The neighborhood of the ward is taking care of the soldiers, but we are not allowed to enter there.

In this scattered metropolis, Iranians take into account the price of this confrontation. In its latest ratio, the Health Ministry of the Government recorded 627 people killed and nearly 5,000 injured.
Tehran slowly returns to life and resumes its old rhythms, at least on the surface. His scandalous traffic begins to fill the towering highways and many side streets lined with trees.
The shops in its beautiful bazaars open again when people return to a city where they escape to escape the bombs. Israel's intensive 12-day military operation, combined with US attacks against Iran's main nuclear sites, is so shaken.
“They were not good days,” Mina says, a young woman who immediately falls apart as she tries to explain her sadness. “She's so crazy,” she tells me through her tears. “We tried so much to have a better life, but we cannot see a future these days.”
We met at the site of the rising tower of White Marble Azadi, one of Tehran's most emblematic landmarks. A large crowd, grinding on a warm summer evening, was swinging on the strains of many beloved patriotic songs at the outdoor concert of the Tehran Symphony Orchestra. It was intended to bring some peace of mind to a city that is still on the edge.
Proponents and critics of Iran's clerical rulers mixed, assembled, sharing their concerns about the future of their country.
“They have to hear what people say,” Ali Reza insists when I ask him what advice he would give to his government. “We want more freedoms, that's all I will say.”

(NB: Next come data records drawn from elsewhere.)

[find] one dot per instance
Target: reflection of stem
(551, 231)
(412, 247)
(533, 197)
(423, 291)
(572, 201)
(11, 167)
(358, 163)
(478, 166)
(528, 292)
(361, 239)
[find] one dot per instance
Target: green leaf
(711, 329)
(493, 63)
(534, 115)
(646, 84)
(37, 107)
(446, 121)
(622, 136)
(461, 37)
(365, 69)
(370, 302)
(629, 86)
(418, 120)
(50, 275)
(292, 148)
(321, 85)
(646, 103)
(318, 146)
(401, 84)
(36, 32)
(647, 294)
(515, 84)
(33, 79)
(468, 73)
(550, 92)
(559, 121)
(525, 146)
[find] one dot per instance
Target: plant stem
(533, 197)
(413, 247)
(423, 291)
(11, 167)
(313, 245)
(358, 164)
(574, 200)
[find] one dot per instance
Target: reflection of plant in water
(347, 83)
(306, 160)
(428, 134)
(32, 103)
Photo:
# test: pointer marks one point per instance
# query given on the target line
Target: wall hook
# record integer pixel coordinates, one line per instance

Despite the rules and restrictions that have long governed their lives, the Iranians speak their minds as they wait for the next steps from their rulers and leaders in Washington and beyond, who have such consequences for their lives.
Lyse Doucet is allowed to report to Iran provided that none of her reports is used in the BBC Persian Service. This law of Iranian authorities applies to all international media agencies operating in Iran.